One of the arch gordian knots of the applied science of Humanities is the poised implementation of an interim medium. In the age long history of Liberal Arts, many innovations and discoveries were made, exercised, experimented, and explored by the newbies, veterans and the masterhands and that transformatory journey of visual transparency has been coined as cinema. Many films are made that had unfolded the stationery couch through an extended vision of cinematic text. The naratives of the pages have been brought into life, making it an experience even for the terminal groundlings.

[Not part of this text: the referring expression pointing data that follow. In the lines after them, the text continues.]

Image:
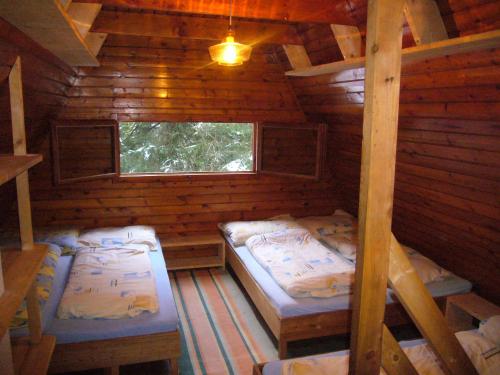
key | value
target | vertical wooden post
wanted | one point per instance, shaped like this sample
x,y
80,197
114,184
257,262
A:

"If film did not grow out of literature, it grew towards it; and what novels and film most strikingly have in common is the the potential and propensity for narrative." (Mc Farlane, Bria. "Novel to Film: An Introduction to the Theory of Adaptation." Clarendon Press, 1996, Oxford)
The intertwining relationship between literature and cinema resorts in the fact that cinema is the narrative of the 20th century that is beyond the generic intellectual silence of linguistic theories. The cultural workers figure it as a symptomatic unit of multidimensional use, but the statement for the folk is that, science of words is complex, it is related to psychological vision, but when translocated to the the screen, it becomes comparatively simpler and accessible visual topography for the audience, though technically complex. The vibration of sounds and music, visuals in auditory motion that enrich its spectators with happy conditional logic is the success of the transformation of art. It is a journey from mute to motion.
A 1951George Hoellering film "Murder in the Cathedral" is a literary adaptation of American wizard T.S.Eliot's successful verse drama sharing the same title, written and staged simultaneously in the year 1935. Eliot tried to spiritualize history, did not give an account of it. The movie explores not what was there as a literary narrative but what happened in history through the tailored character of the Archbishop of Canterbury, Thomas Becket. In the drama, history was a legacy of time, but in the movie, history is a living character. Spiritualised, empowered and reflection of time that speaks through images. Set in the background of 1170, "Murder in the Cathedral" displays how the rise of Fascism used religious doctrines as the tools of domination of the subjects who resorted in Gods' country. Director George Hoellering too was compelled to leave his homeland due to the treachery of the Nazis, and this pain of exile and seperation from his own god was reflected in "Murder in the Cathedral."
Films are the micro units of cultural knowledge. Machines are always in love with human brains and the colab of these two potencies have created many beautiful realms in audio visual history, a quintessence of pursuit to establish an unified force out of two strong, intertwining mediums of liberal and visual arts.